I shook my head in warning, but there was no stopping Anil once his geek mode had been triggered.

“Balrogs. Did they have wings or not?”

“Maybe we don’t need him,” she whispered, clearly uninterested in the wingedness of Balrogs. “I think he’s off his game, and to be honest, he seems a bit depressed. Let’s just go and get Cristian.”

“No way. He’s our gadget guy. We just need to get him back to Rose’s garage and give him something to fix.”

Cristian met us outside the TV studio where he was filming his animal show for kids. He was wearing some kind of safari uniform, a far cry from the flashy shirts and designer clothes he’d worn when he worked in my dad’s tailor shop by day and ran his “life coaching” escort service by night. His escort side hustle saved us from being caught during the heist when Joseph Angelini’s wife turned out to be one of his clients, and Cristian became our “inside man” in every sense of the word.

“What’s this all about?” Cristian asked, kissing me on both cheeks. He was half Portuguese, half Brazilian, and all F-boi, with a degree in zoology and a passion for saving the environment. He’d used his reward money to rent a house with a yard big enough for two rescue dogs and to start production on his dream television show.

“Didn’t you read my message?”

“Yes, but…” He made a vague gesture with his hand toward the studio set. “It sounds like something straight out of a bad movie, and I would know. Apparently, Cristian’s Animal Kingdom was the worst pilot the studios have ever seen. We’re wrapping the second episode tomorrow and then we’re shutting it all down. I’ve got no money left, so I’m going back to my escort and life-coaching business to make ends meet. I even had to rehome my rescue dogs so I could move into a more compact space. They’re much happier out in the country.”

“I’m sorry it didn’t work out.”

Cristian sighed. “I thought that money would change my life forever.”

“We all thought that. Maybe we dreamed too big.”

After a few last-minute words with his director, Cristian joined us in the car, squeezing into the back of Emma’s Chevy Bolt EV with Chloe and Anil. He and Emma had often clashed over his views about saving the environment and Emma’s determination to fill it with ozone-destroying pollutants from the vehicles she loved to drive.

“I am honestly shocked that you’ve gone electric,” he said after they’d exchanged greetings.

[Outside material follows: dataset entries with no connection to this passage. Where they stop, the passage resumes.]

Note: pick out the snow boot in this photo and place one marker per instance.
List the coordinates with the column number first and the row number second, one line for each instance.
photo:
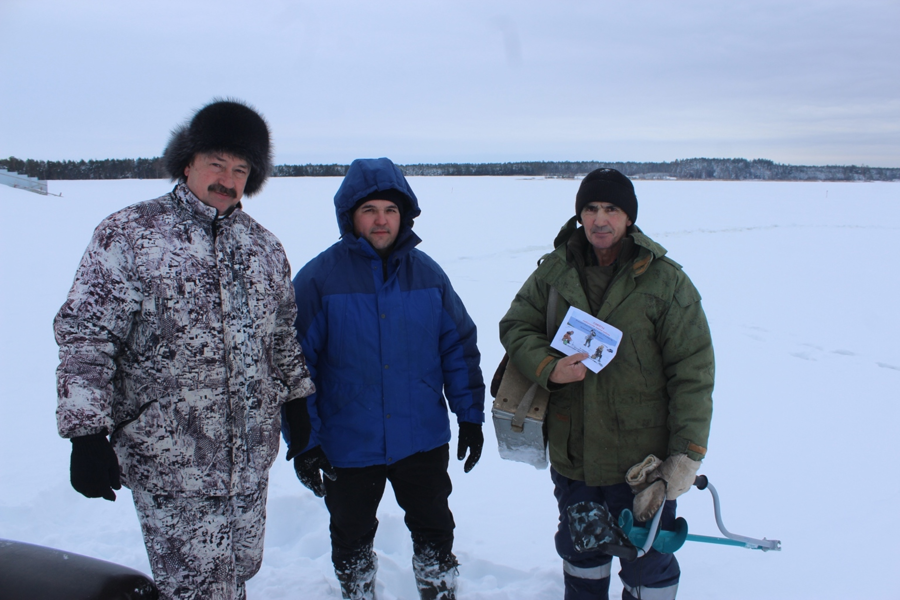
column 436, row 579
column 357, row 578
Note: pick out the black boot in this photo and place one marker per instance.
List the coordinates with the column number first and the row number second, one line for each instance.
column 436, row 578
column 357, row 577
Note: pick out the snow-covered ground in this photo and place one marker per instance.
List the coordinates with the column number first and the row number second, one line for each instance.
column 800, row 284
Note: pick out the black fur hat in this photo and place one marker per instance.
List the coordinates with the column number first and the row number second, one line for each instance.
column 228, row 126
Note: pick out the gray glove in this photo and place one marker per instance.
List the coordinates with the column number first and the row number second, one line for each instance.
column 654, row 481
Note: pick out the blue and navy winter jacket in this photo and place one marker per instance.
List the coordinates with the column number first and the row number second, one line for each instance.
column 385, row 342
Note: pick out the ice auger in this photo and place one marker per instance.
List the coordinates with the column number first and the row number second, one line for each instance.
column 593, row 528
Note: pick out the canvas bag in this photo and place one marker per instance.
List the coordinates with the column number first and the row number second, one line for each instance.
column 520, row 406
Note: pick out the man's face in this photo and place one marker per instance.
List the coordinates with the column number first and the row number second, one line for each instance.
column 604, row 225
column 378, row 221
column 217, row 179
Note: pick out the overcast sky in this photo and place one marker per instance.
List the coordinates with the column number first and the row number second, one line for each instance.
column 799, row 82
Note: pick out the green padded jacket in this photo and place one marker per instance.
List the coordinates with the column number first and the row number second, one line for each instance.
column 655, row 397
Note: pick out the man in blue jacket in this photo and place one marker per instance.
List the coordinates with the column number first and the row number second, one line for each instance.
column 389, row 344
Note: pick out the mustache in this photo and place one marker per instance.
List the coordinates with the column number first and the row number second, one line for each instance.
column 218, row 187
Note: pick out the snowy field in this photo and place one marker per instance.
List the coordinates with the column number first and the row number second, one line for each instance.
column 800, row 284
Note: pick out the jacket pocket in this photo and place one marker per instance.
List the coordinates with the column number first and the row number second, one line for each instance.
column 559, row 431
column 643, row 415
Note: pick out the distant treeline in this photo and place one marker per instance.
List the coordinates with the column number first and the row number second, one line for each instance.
column 733, row 169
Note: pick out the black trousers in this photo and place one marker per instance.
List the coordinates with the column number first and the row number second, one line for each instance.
column 421, row 486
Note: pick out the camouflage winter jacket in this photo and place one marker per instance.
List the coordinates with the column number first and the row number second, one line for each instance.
column 655, row 396
column 177, row 337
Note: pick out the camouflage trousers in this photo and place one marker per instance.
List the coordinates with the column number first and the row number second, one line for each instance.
column 205, row 547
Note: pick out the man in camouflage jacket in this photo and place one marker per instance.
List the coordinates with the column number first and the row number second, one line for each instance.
column 653, row 398
column 177, row 342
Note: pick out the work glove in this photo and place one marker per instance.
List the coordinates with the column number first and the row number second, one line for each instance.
column 296, row 413
column 94, row 468
column 654, row 481
column 307, row 467
column 472, row 439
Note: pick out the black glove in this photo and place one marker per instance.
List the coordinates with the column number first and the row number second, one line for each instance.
column 94, row 470
column 296, row 414
column 307, row 467
column 471, row 438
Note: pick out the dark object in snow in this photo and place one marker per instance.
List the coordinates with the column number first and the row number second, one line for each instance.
column 30, row 572
column 592, row 527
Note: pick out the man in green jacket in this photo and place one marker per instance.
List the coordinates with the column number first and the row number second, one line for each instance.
column 633, row 435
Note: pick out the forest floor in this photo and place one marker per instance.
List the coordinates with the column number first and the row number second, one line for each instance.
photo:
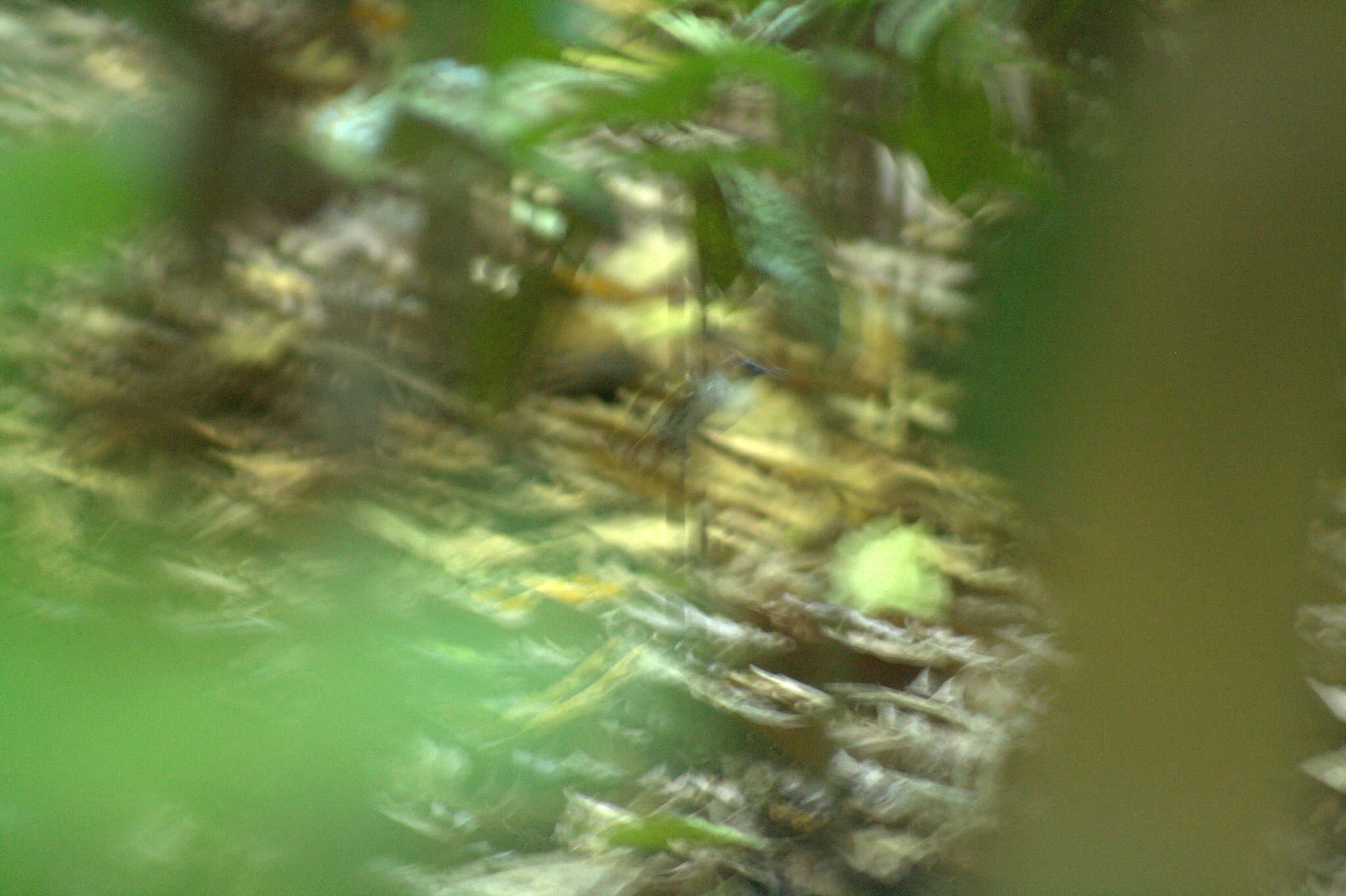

Emma sniffed. “It wasn’t by choice.”

Cristian leaned back in his seat. “Any of you ladies currently single?”

“Chloe’s still with Gage,” I said. “Should I call and tell him you just asked her out? He might leave you with one or two working fingers.”

“Chloe is out,” he said. “How about you? Are you still with Jack?”

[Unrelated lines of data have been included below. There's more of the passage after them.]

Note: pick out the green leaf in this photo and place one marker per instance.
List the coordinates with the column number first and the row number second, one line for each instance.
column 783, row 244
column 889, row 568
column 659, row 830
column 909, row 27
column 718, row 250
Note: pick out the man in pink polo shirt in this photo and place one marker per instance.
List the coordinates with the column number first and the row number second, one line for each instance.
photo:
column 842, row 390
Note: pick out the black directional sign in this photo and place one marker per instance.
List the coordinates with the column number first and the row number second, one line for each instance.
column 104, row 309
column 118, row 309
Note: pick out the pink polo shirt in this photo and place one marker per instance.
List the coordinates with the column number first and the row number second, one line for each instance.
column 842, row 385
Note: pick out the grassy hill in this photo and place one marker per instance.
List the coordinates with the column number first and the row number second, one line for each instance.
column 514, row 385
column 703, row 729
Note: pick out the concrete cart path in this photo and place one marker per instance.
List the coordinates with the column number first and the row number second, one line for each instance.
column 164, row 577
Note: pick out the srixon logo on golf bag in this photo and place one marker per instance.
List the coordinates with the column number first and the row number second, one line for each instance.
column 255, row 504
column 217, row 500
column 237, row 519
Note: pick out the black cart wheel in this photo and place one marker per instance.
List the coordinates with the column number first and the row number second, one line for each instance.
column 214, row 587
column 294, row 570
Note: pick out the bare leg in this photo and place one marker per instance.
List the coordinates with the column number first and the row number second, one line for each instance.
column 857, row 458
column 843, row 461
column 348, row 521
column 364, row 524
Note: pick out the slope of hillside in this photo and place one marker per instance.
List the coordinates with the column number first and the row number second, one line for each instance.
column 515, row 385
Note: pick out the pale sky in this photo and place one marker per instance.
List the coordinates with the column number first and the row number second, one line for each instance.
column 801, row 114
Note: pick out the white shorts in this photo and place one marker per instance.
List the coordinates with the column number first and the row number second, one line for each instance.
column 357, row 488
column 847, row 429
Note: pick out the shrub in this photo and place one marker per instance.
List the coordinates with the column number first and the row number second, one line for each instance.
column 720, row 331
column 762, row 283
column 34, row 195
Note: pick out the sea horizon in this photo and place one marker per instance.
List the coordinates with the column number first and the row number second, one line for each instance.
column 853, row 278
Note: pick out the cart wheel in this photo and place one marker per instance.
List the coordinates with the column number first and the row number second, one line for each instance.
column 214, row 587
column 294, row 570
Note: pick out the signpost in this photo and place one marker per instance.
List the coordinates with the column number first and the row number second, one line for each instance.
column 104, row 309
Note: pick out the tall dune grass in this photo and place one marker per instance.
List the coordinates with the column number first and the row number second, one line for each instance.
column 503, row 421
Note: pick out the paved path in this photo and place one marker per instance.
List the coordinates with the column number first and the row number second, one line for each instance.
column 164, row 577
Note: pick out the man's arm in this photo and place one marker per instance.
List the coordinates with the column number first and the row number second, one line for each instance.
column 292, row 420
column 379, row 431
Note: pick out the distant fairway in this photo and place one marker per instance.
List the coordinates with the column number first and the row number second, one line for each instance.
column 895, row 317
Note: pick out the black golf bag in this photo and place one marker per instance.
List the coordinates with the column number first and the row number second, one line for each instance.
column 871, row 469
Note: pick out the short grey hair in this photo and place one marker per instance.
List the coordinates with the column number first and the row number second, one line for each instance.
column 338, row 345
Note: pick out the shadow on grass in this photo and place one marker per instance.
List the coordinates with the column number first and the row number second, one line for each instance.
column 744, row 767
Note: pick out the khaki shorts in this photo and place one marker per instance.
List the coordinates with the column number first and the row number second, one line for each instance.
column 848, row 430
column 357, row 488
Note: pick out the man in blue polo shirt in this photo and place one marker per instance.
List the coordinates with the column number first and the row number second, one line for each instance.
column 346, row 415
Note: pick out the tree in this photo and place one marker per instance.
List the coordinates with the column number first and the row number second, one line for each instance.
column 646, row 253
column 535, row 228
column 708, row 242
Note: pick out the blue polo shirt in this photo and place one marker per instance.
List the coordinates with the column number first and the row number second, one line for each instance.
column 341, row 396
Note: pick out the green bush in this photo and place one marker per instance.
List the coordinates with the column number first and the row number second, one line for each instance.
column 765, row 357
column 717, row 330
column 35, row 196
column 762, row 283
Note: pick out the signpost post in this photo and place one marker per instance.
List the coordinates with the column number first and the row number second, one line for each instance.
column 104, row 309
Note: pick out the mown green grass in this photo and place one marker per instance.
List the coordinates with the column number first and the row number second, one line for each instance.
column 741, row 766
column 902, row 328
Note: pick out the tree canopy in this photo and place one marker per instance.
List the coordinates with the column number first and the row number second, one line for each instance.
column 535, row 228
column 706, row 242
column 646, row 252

“No, but I’m taking a break.”

“I’m taking a break, too,” Emma said when his gaze slid to her. “I just broke up with a dude who lost a certain body part while operating some heavy machinery. I went to see him in the hospital to tell him it was over for reasons of abject stupidity. I mean, what was it doing out there in the first place? There’s a time and a place, is all I’m saying.”

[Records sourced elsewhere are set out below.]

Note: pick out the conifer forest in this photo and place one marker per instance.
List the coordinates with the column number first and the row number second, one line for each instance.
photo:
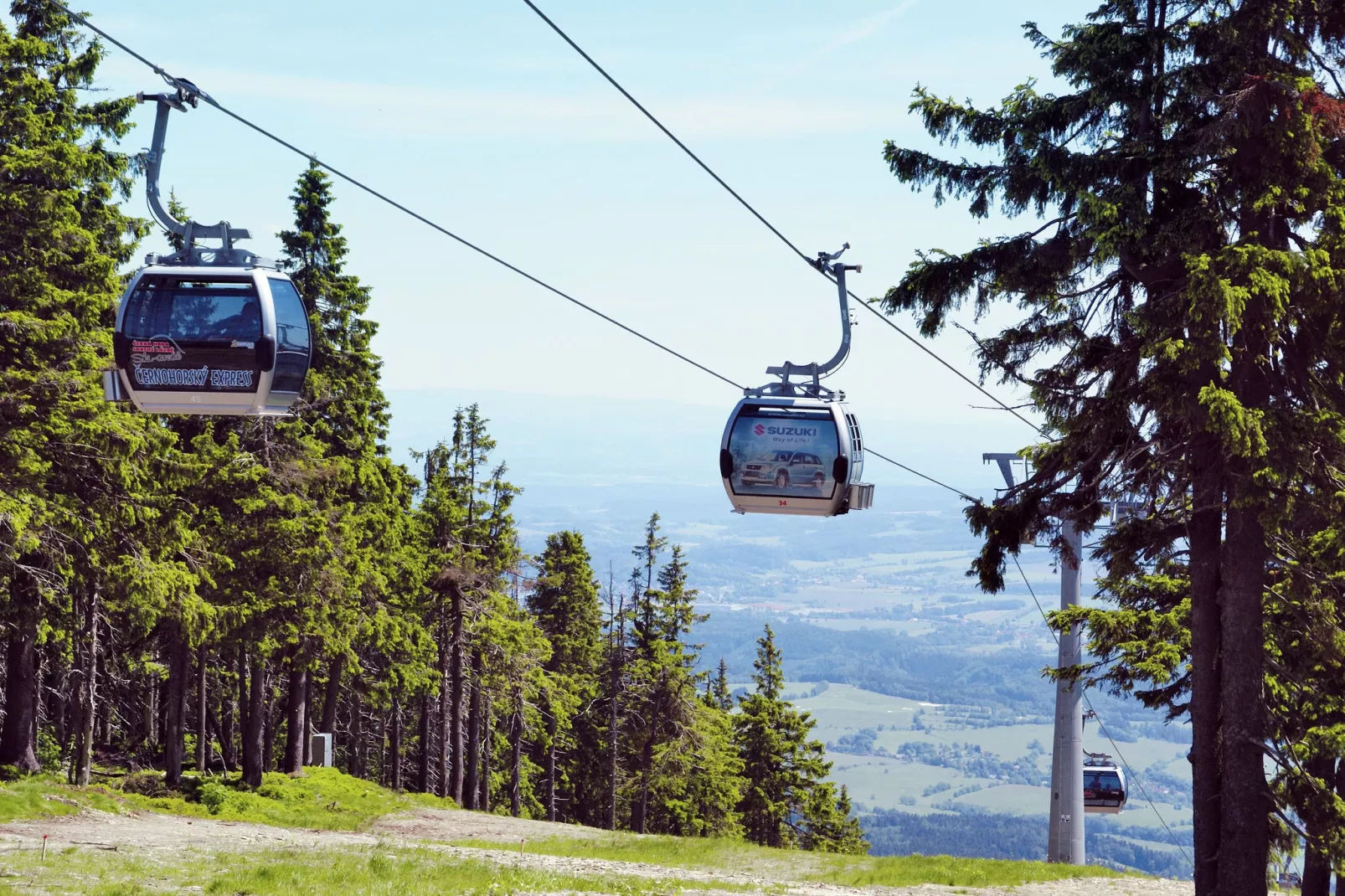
column 193, row 594
column 190, row 592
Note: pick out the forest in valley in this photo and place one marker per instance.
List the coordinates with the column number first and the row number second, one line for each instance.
column 193, row 594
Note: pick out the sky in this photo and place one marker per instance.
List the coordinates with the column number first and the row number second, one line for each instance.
column 477, row 116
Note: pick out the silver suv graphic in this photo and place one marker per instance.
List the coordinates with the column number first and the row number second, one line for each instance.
column 785, row 468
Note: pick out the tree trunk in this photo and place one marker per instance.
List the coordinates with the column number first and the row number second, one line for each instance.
column 151, row 721
column 484, row 801
column 88, row 705
column 515, row 780
column 1245, row 833
column 225, row 758
column 296, row 723
column 639, row 811
column 253, row 725
column 357, row 736
column 304, row 735
column 446, row 786
column 202, row 709
column 1204, row 534
column 474, row 736
column 268, row 729
column 455, row 723
column 1245, row 800
column 394, row 751
column 424, row 747
column 175, row 709
column 332, row 696
column 1317, row 864
column 550, row 765
column 241, row 700
column 20, row 689
column 1340, row 791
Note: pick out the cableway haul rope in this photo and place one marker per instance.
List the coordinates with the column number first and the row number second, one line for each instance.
column 190, row 89
column 1100, row 724
column 193, row 89
column 767, row 224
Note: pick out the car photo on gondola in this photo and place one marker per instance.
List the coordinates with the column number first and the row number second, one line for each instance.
column 786, row 470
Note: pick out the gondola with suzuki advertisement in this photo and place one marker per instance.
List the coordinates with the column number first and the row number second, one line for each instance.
column 792, row 447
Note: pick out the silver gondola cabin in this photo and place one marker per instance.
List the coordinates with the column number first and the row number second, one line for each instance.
column 794, row 447
column 1105, row 785
column 206, row 332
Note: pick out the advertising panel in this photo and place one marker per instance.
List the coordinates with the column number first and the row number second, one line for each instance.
column 198, row 337
column 783, row 454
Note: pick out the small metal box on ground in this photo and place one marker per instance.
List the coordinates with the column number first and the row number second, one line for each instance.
column 323, row 749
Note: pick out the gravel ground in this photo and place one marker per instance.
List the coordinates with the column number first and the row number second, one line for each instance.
column 435, row 827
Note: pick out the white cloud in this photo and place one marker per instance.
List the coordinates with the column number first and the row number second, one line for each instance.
column 863, row 28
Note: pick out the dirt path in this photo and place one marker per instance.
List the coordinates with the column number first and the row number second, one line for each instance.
column 133, row 832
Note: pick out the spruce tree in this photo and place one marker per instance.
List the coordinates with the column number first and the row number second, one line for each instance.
column 565, row 605
column 781, row 765
column 70, row 465
column 1178, row 334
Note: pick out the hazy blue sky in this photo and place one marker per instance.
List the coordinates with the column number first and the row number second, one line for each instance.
column 481, row 117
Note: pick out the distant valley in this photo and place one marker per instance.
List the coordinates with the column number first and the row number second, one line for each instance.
column 928, row 692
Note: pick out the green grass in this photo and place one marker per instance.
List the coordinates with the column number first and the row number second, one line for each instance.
column 849, row 871
column 44, row 796
column 323, row 800
column 410, row 872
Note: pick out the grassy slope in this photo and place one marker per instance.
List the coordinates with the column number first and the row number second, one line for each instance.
column 323, row 800
column 330, row 800
column 406, row 872
column 849, row 871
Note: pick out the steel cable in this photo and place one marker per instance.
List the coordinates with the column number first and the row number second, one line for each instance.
column 770, row 226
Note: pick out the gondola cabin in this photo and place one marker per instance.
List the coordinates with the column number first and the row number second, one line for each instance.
column 1105, row 789
column 210, row 341
column 792, row 455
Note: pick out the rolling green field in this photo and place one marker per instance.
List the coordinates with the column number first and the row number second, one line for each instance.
column 880, row 782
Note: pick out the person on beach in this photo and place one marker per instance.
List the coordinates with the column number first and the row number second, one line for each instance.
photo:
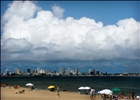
column 92, row 94
column 133, row 94
column 57, row 90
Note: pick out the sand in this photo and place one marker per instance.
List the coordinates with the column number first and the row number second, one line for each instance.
column 10, row 94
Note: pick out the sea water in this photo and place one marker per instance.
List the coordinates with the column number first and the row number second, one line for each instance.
column 72, row 84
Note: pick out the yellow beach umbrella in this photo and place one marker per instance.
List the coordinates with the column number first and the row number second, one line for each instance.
column 51, row 86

“Was there anything left?” Anil asked, his face a mask of horror.

“Yeah, but I wasn’t into the whole frankenwiener thing. Size does matter. I learned that from Rose.” She looked over at me as she started the car. “What does Rose have to say about this whole thing?”

“I haven’t had a chance to share everything with her,” I said. “She took an acrobatics-for-seniors class after our heist and landed a job on a cruise ship as the evening entertainment. She’s somewhere in the Caribbean with terrible cell service, and all I got in response to my message was permission to use the garage and a promise that she’d call when she got into the next port.”

Emma’s engine gave a quiet hum as she pulled out of the parking lot. “I hope you’re planning another heist with some serious cash,” she said. “I need to get rid of this environment-saving piece of tin and get a Hummer.”

“No one needs a Hummer,” Cristian spat out. “Do you know how bad they are for the environment?”

“Yes, I do.”

“And…?”

Emma looked at him through the rearview mirror. “You’ll get the very first ride.”